Минуту я стоял под навесом, оглядываясь вокруг, когда вдруг справа узким проходом протиснулась небольшая, лет восьми, девочка и робко, с вопросом во взгляде, посмотрела на меня.
— Что тебе, детка? — спросил я.
— Я сюда пришла к деду.
— К какому деду?
— А вот сюда, — она показала на жалкую будку, — здесь дед Слимак. Я его так называю. Я пришла на него посмотреть. Не знаете, он дома?
— Не знаю, детка. А он куда-нибудь выходит?
— Да не выходит. Но дед говорил позавчера, когда я у него была, что Юдка хочет его выгнать.
— Выгнать? А это почему?
— А вот видите, потому что дед уже старый, работать не может.
— А что же этот дед делает?
— Да вот так: ручки к корбам, дощечки, колышки. Сколько себя помню, он всё это делает; мама говорили, что уже лет десять.
— А ты с позавчера у него не была?
— Нет, не была, потому что моя мама тоже болели, и я должна была сидеть при них. А сегодня им стало немного легче, так я выпросилась к деду. И мама сами сказали, чтобы я пошла, может, деду что-нибудь нужно принести или ещё что, потому что дед болен на ноги и выйти не может. А если ничего не нужно, то чтобы я сразу вернулась.
— Ну, хорошо, иди и посмотри.
Девочка двинулась, но остановилась, увидев огромную лужу перед дверью.
— Ой-ой-ой, как же тут пройти?
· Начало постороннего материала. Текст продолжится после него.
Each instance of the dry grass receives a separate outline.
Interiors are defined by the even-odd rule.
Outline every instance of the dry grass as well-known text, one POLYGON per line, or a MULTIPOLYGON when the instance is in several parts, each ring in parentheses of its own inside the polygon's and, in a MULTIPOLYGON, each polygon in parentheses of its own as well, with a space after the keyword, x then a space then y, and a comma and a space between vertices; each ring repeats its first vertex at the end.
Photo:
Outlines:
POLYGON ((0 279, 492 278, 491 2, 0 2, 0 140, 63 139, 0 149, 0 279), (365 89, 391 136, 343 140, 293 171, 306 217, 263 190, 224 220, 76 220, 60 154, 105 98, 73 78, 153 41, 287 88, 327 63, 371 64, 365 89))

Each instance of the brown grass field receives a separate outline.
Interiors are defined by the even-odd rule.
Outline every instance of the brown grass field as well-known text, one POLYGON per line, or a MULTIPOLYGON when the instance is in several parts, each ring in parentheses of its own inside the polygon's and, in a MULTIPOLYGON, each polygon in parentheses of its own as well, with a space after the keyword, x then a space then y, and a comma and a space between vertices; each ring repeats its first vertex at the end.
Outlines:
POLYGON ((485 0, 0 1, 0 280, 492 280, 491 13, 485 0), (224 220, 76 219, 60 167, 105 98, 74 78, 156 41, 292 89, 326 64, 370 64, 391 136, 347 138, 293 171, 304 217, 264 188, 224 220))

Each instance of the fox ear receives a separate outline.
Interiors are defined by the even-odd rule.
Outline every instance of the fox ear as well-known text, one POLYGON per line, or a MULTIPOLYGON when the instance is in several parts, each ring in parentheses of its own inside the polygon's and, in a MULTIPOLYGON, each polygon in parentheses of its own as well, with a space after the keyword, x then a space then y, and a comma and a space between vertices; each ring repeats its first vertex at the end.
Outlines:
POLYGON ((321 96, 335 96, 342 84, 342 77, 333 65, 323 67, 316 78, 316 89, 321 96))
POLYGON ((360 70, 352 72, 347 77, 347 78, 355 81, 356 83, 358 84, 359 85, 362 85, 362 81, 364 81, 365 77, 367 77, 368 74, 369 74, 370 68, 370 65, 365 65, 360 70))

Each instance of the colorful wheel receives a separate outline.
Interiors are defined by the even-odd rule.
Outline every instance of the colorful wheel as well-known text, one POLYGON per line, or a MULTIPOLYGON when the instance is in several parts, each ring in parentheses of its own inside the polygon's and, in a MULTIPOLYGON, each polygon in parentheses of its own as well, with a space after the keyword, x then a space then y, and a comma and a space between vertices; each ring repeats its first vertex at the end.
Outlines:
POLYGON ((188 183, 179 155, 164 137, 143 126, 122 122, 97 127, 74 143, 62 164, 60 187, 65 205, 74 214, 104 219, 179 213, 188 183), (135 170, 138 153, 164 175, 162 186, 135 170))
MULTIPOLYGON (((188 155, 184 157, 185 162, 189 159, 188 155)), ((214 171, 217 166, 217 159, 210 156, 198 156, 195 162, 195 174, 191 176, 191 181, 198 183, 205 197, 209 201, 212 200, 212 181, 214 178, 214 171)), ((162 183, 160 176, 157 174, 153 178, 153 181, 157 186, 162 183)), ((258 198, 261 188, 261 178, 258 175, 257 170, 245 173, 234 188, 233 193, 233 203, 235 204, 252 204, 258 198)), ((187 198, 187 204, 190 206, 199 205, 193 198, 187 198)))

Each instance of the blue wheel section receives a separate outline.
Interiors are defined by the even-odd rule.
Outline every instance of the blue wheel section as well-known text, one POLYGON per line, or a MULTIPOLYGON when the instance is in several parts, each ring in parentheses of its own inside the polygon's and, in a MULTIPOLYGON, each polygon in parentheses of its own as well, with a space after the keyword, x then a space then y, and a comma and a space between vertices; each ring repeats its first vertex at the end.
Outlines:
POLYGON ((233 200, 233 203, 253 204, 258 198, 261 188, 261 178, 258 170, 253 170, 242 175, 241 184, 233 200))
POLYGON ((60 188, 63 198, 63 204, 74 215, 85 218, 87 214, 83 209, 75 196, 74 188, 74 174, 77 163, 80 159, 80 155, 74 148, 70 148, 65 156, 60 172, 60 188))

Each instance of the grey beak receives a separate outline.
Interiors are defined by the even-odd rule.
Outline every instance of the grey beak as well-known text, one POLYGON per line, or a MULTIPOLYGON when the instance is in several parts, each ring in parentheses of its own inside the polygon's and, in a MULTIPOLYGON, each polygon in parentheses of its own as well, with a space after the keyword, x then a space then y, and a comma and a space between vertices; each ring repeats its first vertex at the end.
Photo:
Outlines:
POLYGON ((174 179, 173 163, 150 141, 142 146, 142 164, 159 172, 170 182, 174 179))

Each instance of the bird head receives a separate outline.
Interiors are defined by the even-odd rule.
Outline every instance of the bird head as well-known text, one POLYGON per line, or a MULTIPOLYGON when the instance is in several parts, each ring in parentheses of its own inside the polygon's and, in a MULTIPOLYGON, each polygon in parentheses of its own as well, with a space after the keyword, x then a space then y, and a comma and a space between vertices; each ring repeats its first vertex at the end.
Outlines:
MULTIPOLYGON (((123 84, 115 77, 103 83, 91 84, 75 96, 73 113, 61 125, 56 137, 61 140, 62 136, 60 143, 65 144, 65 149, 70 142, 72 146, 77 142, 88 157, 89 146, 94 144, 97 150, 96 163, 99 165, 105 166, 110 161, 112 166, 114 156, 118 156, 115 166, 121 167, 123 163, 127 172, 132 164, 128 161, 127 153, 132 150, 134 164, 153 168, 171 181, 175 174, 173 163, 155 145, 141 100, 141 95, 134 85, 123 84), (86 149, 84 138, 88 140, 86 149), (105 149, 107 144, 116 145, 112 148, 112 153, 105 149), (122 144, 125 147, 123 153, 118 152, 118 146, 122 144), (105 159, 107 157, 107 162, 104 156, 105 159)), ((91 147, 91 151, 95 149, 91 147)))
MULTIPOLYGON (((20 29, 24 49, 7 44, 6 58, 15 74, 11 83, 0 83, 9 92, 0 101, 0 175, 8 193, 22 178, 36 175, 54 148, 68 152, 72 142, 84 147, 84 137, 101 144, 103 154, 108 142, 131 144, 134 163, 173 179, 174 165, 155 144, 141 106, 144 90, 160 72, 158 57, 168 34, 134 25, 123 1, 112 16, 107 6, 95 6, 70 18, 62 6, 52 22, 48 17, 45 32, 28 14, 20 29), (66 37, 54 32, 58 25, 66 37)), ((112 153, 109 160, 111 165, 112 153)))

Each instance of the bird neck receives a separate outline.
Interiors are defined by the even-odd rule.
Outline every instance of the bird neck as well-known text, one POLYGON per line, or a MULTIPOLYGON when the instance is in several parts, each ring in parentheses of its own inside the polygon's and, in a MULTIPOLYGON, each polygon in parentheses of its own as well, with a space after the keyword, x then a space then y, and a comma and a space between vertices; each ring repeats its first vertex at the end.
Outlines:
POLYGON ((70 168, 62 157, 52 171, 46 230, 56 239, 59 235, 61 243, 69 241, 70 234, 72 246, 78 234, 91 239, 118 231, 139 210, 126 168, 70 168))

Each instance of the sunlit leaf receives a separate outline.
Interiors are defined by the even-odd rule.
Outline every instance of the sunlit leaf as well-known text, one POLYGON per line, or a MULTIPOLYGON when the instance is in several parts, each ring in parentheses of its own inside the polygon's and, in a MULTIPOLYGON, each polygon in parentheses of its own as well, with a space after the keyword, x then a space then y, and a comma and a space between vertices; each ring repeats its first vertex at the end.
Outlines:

Глядите, какая вода, как Дунай!
— Постой, я тебя перенесу, — сказал я и, взяв девочку на руки, вступил в лужу. Пробираясь почти по колено в воде, я дошёл до дверцы и открыл её. Странное и страшное зрелище предстало нашим глазам. Будка вся стояла в воде. Кругом — чёрные голые стены, сквозь которые кое-где пробивался бурый дневной свет. У дверей старый высокий стул, на нём рубанок, пила, топор и кучка недоструганных обрезков досок. А в углу, тоже почти целиком в воде, куча щепок и стружек, перегнивших в навоз, наваленных слой на слой, а на этой куче, зарытый в этот гниль наполовину и едва прикрытый старыми чёрными тряпками, лежал человек — синий, как лёд, сухой, как щепка, с выражением страшной боли и какой-то жалобы на сморщенном лице. Это был Слимак, а точнее — уже только труп Слимака…
Холодок пробежал по мне. «Десять лет в таком аду! И тут жил человек!» — обрывающимися мыслями стучало в голове. А девочка тем временем кинулась будить деда, но, увидев, что он холодный, окоченевший и какой-то страшный, громко вскрикнула и бросилась наружу. Вышел и я за ней. Однако крик девочки не привлёк никого к холодному трупу. В ту же минуту густо сбившиеся толпы народа на улице подняли оглушительный крик:
— Виват! Да здравствует наш батюшка! Да здравствует!
Это был знак, что самый почётный гость вступил на улицы Борислава.
Небо прояснилось, рваные грозовые тучи сдвинуло и сбросило куда-то в сторону, словно жалкие нищенские лохмотья, чтобы вместо них показать своё синее праздничное одеяние.
— Виват! Виват! — гремело по всему Бориславу, гремело из тысяч уст. А дед Слимак тем временем немо, понуро, со скорбным выражением лежал в своём гнилом логове, в этой мерзкой скорлупе, куда загнала его людская жадность и откуда освободила его лишь последняя подруга — смерть.
Львов, январь 1881 г.
___________________
* Продажа пива и водки Иуды Маультроммеля (нем.). — Ред.
* Этот человек хочет говорить с тобой (идиш). — Ред.
* Малка, дай ему хорошей водки и закуску, слышишь? (идиш). — Ред.
* Малка, дай ему грязную тряпку под голову (идиш). — Ред.